How to make a binary tree zipper an instance of Co

2020-05-16 04:46发布

问题:

I want to make a binary tree zipper an instance of comonad, but I can't figure out how to implement duplicate properly.

Here is my attempt:

{-# LANGUAGE DeriveFunctor #-}
import Data.Function
import Control.Arrow
import Control.Comonad

data BinTree a
    = Leaf a
    | Branch a (BinTree a) (BinTree a)
      deriving (Functor, Show, Eq)

data Dir = L | R
    deriving (Show, Eq)

-- an incomplete binary tree, aka data context
data Partial a = Missing Dir (BinTree a) a
    deriving (Show, Eq, Functor)

-- BTZ for BinTree Zipper
newtype BTZ a = BTZ { getBTZ :: ([Partial a], BinTree a) }
    deriving (Show, Eq)

instance Functor BTZ where
    fmap f (BTZ (cs,t)) = BTZ (map (fmap f) cs, fmap f t)

-- | replace every node label with the zipper focusing on that node
dup :: BinTree a -> BinTree (BTZ a)
dup (Leaf v) = Leaf (BTZ ([], Leaf v))
dup t@(Branch v tl tr) = Branch (BTZ ([],t)) tlZ trZ
    where
        tlZ = fmap (BTZ . first (++ [Missing L tr v]) . getBTZ) (dup tl)
        trZ = fmap (BTZ . first (++ [Missing R tl v]) . getBTZ) (dup tr)

-- | extract root label
rootVal :: BinTree a -> a
rootVal (Leaf v) = v
rootVal (Branch v _ _) = v

-- | move zipper focus around
goUp, goLeft, goRight :: BTZ a -> BTZ a

goUp (BTZ ([], _)) = error "already at root"
goUp (BTZ (Missing wt t2 v:xs, t1)) = case wt of
    L -> BTZ (xs, Branch v t1 t2)
    R -> BTZ (xs, Branch v t2 t1)

goLeft z = let (cs,t) = getBTZ z in
    case t of
      Leaf _ -> error "already at leaf"
      Branch v t1 t2 -> BTZ (Missing L t2 v:cs, t1)

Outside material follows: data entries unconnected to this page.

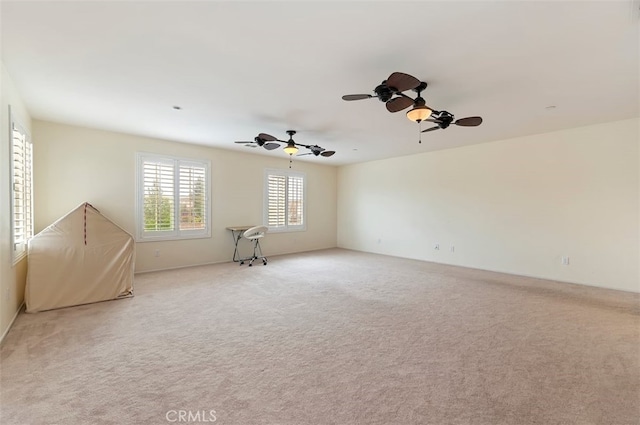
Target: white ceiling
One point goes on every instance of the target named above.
(241, 68)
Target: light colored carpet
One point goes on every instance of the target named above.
(330, 337)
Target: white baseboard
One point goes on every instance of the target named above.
(15, 316)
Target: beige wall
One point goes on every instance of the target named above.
(75, 165)
(515, 206)
(12, 277)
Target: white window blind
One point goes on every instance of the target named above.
(284, 200)
(22, 187)
(173, 198)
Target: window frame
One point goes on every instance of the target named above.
(19, 249)
(176, 233)
(287, 227)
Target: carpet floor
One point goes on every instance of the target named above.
(330, 337)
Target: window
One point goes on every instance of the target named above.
(22, 189)
(284, 201)
(172, 198)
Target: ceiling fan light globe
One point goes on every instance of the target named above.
(290, 149)
(419, 113)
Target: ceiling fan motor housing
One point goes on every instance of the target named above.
(383, 92)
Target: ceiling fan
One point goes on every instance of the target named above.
(397, 83)
(391, 92)
(270, 142)
(316, 150)
(263, 140)
(444, 119)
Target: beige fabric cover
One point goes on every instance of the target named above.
(63, 271)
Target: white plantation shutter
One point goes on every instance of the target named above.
(22, 184)
(276, 211)
(192, 196)
(295, 199)
(172, 198)
(284, 200)
(158, 181)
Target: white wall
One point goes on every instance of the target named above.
(515, 206)
(75, 165)
(12, 277)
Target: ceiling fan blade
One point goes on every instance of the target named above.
(267, 137)
(399, 103)
(271, 146)
(357, 96)
(469, 121)
(402, 82)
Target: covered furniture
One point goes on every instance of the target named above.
(254, 235)
(81, 258)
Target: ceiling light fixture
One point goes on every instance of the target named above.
(291, 148)
(419, 113)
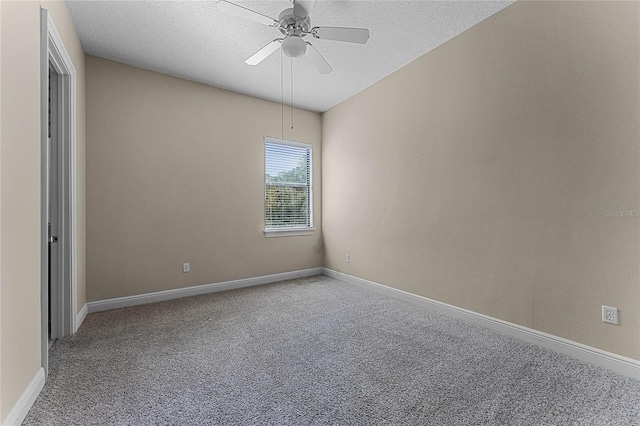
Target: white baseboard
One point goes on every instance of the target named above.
(619, 364)
(161, 296)
(20, 410)
(80, 317)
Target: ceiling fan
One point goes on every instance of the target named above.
(294, 23)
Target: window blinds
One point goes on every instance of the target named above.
(287, 184)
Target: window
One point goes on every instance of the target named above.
(288, 190)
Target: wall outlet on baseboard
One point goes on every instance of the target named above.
(609, 314)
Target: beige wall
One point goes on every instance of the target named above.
(479, 174)
(20, 188)
(175, 173)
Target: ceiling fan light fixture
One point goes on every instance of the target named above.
(294, 47)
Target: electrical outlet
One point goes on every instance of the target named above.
(609, 314)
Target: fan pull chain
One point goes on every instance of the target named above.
(291, 93)
(282, 95)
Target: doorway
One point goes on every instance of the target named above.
(58, 287)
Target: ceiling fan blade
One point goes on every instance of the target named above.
(264, 53)
(302, 8)
(317, 60)
(243, 12)
(351, 35)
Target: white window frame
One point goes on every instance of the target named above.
(292, 231)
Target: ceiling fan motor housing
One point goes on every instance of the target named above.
(290, 24)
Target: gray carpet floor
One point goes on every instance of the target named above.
(315, 351)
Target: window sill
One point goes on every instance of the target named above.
(288, 232)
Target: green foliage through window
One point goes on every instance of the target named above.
(287, 184)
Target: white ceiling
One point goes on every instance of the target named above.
(195, 41)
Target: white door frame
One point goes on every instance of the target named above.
(53, 52)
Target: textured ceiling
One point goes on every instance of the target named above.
(196, 41)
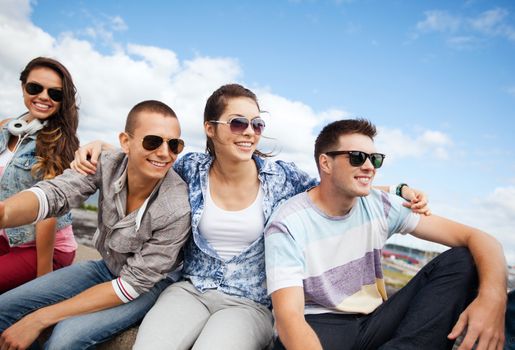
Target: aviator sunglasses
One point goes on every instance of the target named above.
(358, 158)
(239, 124)
(35, 89)
(153, 142)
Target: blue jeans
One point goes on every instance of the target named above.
(78, 332)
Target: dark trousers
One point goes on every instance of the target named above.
(419, 316)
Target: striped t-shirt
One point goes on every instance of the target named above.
(337, 260)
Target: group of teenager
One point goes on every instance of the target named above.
(227, 248)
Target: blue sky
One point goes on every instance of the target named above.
(436, 77)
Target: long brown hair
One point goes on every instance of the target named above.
(215, 107)
(57, 141)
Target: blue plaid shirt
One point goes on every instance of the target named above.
(244, 274)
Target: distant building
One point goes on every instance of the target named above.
(412, 256)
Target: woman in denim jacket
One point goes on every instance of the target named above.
(38, 145)
(233, 189)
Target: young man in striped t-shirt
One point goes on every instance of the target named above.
(323, 263)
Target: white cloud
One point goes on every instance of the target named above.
(397, 144)
(438, 21)
(110, 84)
(489, 21)
(467, 32)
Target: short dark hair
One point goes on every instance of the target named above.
(146, 106)
(328, 139)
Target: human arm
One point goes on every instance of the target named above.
(45, 239)
(86, 157)
(415, 199)
(24, 332)
(484, 317)
(294, 331)
(20, 209)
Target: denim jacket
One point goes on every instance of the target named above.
(17, 177)
(244, 274)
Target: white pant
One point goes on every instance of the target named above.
(184, 318)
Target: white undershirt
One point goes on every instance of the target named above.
(230, 232)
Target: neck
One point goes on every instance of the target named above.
(138, 188)
(233, 172)
(330, 202)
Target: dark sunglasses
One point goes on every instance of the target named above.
(153, 142)
(358, 158)
(35, 89)
(239, 124)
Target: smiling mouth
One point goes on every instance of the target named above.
(364, 180)
(244, 144)
(41, 106)
(158, 164)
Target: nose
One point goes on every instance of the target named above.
(44, 94)
(368, 164)
(249, 129)
(164, 150)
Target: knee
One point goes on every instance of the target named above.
(63, 338)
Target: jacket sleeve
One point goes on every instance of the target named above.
(68, 190)
(299, 179)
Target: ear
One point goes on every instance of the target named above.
(209, 129)
(124, 142)
(326, 164)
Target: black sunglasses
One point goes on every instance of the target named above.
(239, 124)
(153, 142)
(358, 158)
(53, 93)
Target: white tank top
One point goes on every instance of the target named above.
(230, 232)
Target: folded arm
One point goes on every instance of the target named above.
(294, 331)
(484, 317)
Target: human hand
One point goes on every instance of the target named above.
(416, 200)
(86, 157)
(22, 334)
(483, 321)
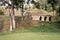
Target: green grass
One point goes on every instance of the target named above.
(31, 36)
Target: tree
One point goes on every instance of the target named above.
(11, 14)
(53, 4)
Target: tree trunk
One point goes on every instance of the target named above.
(12, 19)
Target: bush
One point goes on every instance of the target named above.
(1, 12)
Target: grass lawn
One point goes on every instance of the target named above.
(31, 36)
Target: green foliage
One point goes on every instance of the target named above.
(1, 12)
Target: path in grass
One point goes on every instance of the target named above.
(31, 36)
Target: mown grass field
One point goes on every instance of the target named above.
(31, 36)
(48, 31)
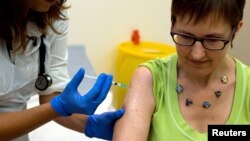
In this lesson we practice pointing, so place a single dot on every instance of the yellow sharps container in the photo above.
(129, 56)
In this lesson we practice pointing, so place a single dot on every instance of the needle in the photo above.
(113, 82)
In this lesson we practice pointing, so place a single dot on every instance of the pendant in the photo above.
(179, 88)
(217, 93)
(188, 102)
(206, 105)
(224, 79)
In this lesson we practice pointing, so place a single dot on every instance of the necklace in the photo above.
(206, 104)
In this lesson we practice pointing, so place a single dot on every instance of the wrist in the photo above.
(57, 106)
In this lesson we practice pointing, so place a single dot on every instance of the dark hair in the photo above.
(230, 11)
(15, 15)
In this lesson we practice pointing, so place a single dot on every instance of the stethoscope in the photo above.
(43, 80)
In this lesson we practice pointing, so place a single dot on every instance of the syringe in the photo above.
(122, 85)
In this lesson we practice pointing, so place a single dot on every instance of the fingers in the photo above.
(105, 89)
(77, 79)
(99, 90)
(117, 114)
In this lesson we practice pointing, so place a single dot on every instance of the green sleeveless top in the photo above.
(167, 122)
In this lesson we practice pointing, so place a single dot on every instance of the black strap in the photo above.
(9, 47)
(42, 52)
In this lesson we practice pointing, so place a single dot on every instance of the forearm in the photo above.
(75, 122)
(16, 124)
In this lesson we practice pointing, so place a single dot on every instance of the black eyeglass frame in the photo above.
(225, 41)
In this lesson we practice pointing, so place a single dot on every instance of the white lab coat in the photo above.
(17, 77)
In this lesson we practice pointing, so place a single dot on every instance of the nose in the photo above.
(197, 50)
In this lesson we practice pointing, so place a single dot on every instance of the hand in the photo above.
(71, 101)
(102, 126)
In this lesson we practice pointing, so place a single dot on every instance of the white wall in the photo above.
(103, 24)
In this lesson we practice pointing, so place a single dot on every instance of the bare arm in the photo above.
(139, 106)
(15, 124)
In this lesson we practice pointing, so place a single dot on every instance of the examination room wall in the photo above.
(100, 25)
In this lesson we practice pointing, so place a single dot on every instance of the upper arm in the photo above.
(139, 106)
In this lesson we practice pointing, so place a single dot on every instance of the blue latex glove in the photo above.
(102, 126)
(71, 101)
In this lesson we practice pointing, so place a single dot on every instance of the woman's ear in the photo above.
(239, 26)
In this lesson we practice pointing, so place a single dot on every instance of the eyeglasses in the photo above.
(207, 43)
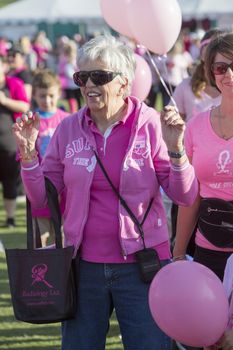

goRight z = let (cs,t) = getBTZ z in
    case t of
      Leaf _ -> error "already at leaf"
      Branch v t1 t2 -> BTZ (Missing R t1 v:cs, t2)

instance Comonad BTZ where
    extract (BTZ (_,t)) =
        case t of
          Leaf v -> v
          Branch v _ _ -> v

    duplicate z@(BTZ (cs, bt)) = case bt of
        Leaf _ -> BTZ (csZ, Leaf z) -- extract . duplicate = id
        Branch v tl tr ->
            -- for each subtree, use "dup" to build zippers,
            -- and attach the current focusing root(bt) and rest of the data context to it
            let tlZ = fmap (BTZ . first (++Missing L tr v :cs) . getBTZ) (dup tl)
                trZ = fmap (BTZ . first (++Missing R tl v :cs) . getBTZ) (dup tr)
             in BTZ (csZ, Branch z tlZ trZ)
        where
            -- go up and duplicate, we'll have a "BTZ (BTZ a)"
            -- from which we can grab "[Partial (BTZ a)]" out
            -- TODO: not sure if it works
            upZippers = take (length cs-1) . tail $ iterate goUp z
            csZ = fmap (head . fst . getBTZ . duplicate) upZippers

main :: IO ()
main = do
   let tr :: BTZ Int
       tr = rootVal $ dup (Branch 1 (Leaf 2) (Branch 3 (Leaf 4) (Leaf 5)))
       equalOnTr :: Eq a => (BTZ Int -> a) -> (BTZ Int -> a) -> Bool
       equalOnTr = (==) `on` ($ tr)
   print $ (extract . duplicate)      `equalOnTr` id
   print $ (fmap extract . duplicate) `equalOnTr` id
   print $ (duplicate . duplicate)    `equalOnTr` (fmap duplicate . duplicate)

Some explanation:

  • BinTree a is the binary tree data type and each tree node contains a label.
  • Partial a is a binary tree with either left or right subtree. A stack of Partial a in my code plays the role of data context.
  • BTZ stands for the BinTree zipper, which I want to make an instance of Comonad, it consists of a data context and the focusing subtree.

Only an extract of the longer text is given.